I'll keep plugging away at it and it will come together eventually. Or I keep telling myself that!

Tuesday, November 11, 2008


My studio is a little more 'lived in' now that I have rearranged some furniture and added some paintings and finished pieces.

I've signed up for a portrait swap and have been given the name of my partner. I've sent off my photos and am waiting for hers in return. I'm toying with what medium to do the portrait in and while I wait, I'm starting work on a self portrait in oils that I promised to tackle some months back. I have the bones of it down on canvas today and will work on it during the week.

I'm likely too out of practice in oils to be brave enough to do someone else's portrait, so may end up doing it in graphite or cp. I'll see how the current one develops first before deciding.

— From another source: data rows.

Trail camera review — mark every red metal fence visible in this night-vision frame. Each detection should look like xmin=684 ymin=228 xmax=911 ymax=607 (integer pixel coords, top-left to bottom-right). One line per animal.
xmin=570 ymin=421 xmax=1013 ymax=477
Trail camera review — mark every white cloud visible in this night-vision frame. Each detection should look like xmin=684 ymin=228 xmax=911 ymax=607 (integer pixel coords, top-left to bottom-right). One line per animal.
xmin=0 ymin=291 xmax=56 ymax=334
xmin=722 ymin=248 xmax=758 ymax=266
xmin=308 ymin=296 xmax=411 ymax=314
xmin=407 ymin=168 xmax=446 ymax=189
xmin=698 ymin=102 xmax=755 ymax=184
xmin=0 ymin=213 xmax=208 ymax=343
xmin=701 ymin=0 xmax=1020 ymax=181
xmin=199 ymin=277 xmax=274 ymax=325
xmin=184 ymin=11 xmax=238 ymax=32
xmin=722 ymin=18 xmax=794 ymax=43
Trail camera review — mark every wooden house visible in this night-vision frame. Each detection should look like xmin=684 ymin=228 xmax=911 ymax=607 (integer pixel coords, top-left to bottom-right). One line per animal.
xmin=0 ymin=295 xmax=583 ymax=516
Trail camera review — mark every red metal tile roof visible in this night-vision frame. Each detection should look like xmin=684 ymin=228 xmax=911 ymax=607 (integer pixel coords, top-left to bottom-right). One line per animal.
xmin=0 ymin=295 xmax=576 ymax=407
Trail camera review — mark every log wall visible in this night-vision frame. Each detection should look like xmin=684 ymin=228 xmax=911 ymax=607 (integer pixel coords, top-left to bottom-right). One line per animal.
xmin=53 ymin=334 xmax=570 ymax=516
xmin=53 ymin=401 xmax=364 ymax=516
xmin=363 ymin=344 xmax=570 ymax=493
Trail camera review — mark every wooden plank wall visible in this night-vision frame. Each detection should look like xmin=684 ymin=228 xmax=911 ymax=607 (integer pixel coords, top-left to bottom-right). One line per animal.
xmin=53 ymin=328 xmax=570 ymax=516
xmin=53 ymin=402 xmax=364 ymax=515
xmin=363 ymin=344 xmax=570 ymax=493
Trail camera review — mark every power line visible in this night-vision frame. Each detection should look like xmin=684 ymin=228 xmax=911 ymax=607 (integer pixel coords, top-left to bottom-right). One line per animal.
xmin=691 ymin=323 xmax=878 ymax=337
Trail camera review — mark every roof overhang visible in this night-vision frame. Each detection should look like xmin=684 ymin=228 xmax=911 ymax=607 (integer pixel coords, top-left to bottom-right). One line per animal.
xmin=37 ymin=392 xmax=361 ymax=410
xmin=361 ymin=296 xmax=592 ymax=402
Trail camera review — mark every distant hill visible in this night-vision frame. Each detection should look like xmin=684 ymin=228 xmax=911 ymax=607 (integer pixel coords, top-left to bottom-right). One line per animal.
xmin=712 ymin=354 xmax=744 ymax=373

I'm also continuing to work on the portrait of Biscuit that I started. I'd forgotten just how much fur he had. He had developed a thick ruff of fur around his neck, almost like a lion's mane or a furry Elizabethan collar. You could sink your fingers into it up to the knuckles. No wonder I was always vacuming!

Sunday, November 09, 2008

Dog portrait

Biscuit - work in progress
coloured pencil - 9 x 12
copyright Jeanette Jobson

I've been guiding some people through drawing animals in coloured pencil and am using my old dog Biscuit, as the reference guide. I haven't drawn this dog, since just after he died, about 3 years ago at the old age of 16.

I've started this portrait on toned mi-tientes paper, 9 x 12, the smooth side. I liked the warmth of the orange paper and it suits the reddish tones of the dog.